Ein neues Konzept mit Zukunftspotenzial

Auch gastronomisch habe das SAHltimbocca ein neues Konzept entwickelt, meint Suter: «Wir haben bereits im ersten Lockdown unser Angebot angepasst und von klassischen Menüs auf Bowls, Bagels und Desserts im Glas gewechselt. So konnten wir nach der Schliessung des Restaurants schnell auf Take-Away umstellen. Um Kosten zu sparen, machen wir keine Lieferungen. Bestellungen können nur vor Ort abgeholt werden.»

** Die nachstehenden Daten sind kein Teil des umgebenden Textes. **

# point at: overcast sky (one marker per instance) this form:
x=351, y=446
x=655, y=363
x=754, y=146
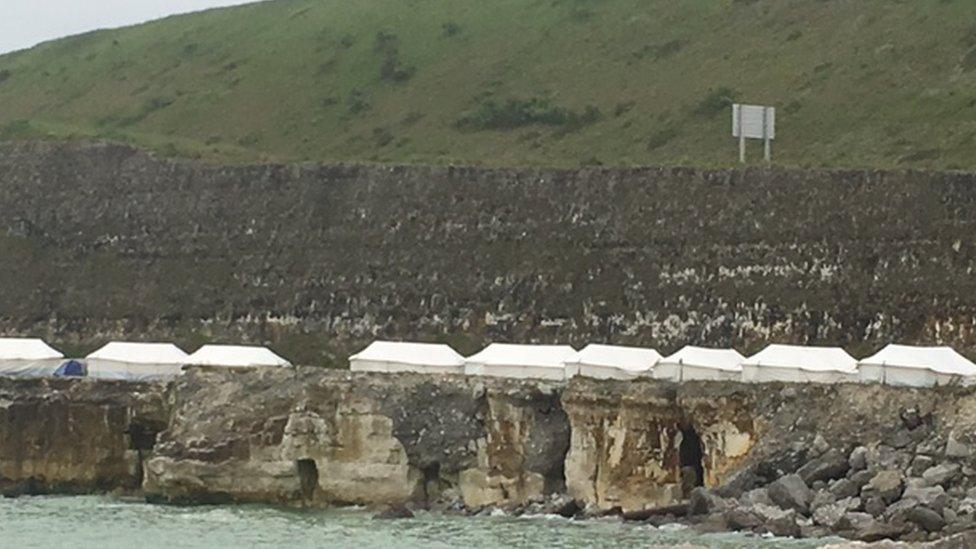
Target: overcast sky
x=24, y=23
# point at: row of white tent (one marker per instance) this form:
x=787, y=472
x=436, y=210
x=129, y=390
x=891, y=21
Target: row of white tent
x=128, y=361
x=899, y=365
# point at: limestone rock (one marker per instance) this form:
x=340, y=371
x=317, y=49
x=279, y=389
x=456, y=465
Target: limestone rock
x=790, y=492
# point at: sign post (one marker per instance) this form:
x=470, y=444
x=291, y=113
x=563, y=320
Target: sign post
x=754, y=122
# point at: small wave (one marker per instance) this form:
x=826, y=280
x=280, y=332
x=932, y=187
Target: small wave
x=543, y=516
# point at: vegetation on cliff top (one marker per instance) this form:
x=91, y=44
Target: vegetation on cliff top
x=881, y=83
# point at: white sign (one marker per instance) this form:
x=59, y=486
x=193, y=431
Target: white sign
x=757, y=122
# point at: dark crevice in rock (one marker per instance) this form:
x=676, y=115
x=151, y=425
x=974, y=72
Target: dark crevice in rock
x=691, y=457
x=308, y=475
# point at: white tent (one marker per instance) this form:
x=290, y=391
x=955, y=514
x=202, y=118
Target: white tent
x=796, y=364
x=137, y=361
x=917, y=367
x=698, y=363
x=235, y=356
x=611, y=362
x=28, y=358
x=397, y=357
x=520, y=361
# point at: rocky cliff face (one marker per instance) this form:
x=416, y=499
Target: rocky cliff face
x=334, y=438
x=318, y=260
x=867, y=462
x=65, y=436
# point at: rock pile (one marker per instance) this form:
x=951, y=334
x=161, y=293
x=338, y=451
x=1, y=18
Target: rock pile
x=917, y=492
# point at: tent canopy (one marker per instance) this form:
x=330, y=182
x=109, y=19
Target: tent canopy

Dieses Angebot trifft im Quartier auf Zuspruch. Es hat sich sogar so gut etabliert, dass es künftig beibehalten werden soll. Durch die schnelle und flexible Umstellung auf Take-Away konnte also einerseits der finanzielle Schaden eingegrenzt und andererseits ein neues Konzept mit Zukunftspotenzial gefunden werden.
Doch nicht nur Restaurants waren kreativ in der Pandemie. Auch bei der Dammbar wurde im Hintergrund ein langjähriges Projekt vorangetrieben. Demnach soll im besten Fall bereits im Frühling mit einem erweiterten Garten, einer Containerküche und Terrasse mit Blick auf die Limmat die einsame Zeit der Pandemie möglichst schnell wieder vergessen gemacht werden.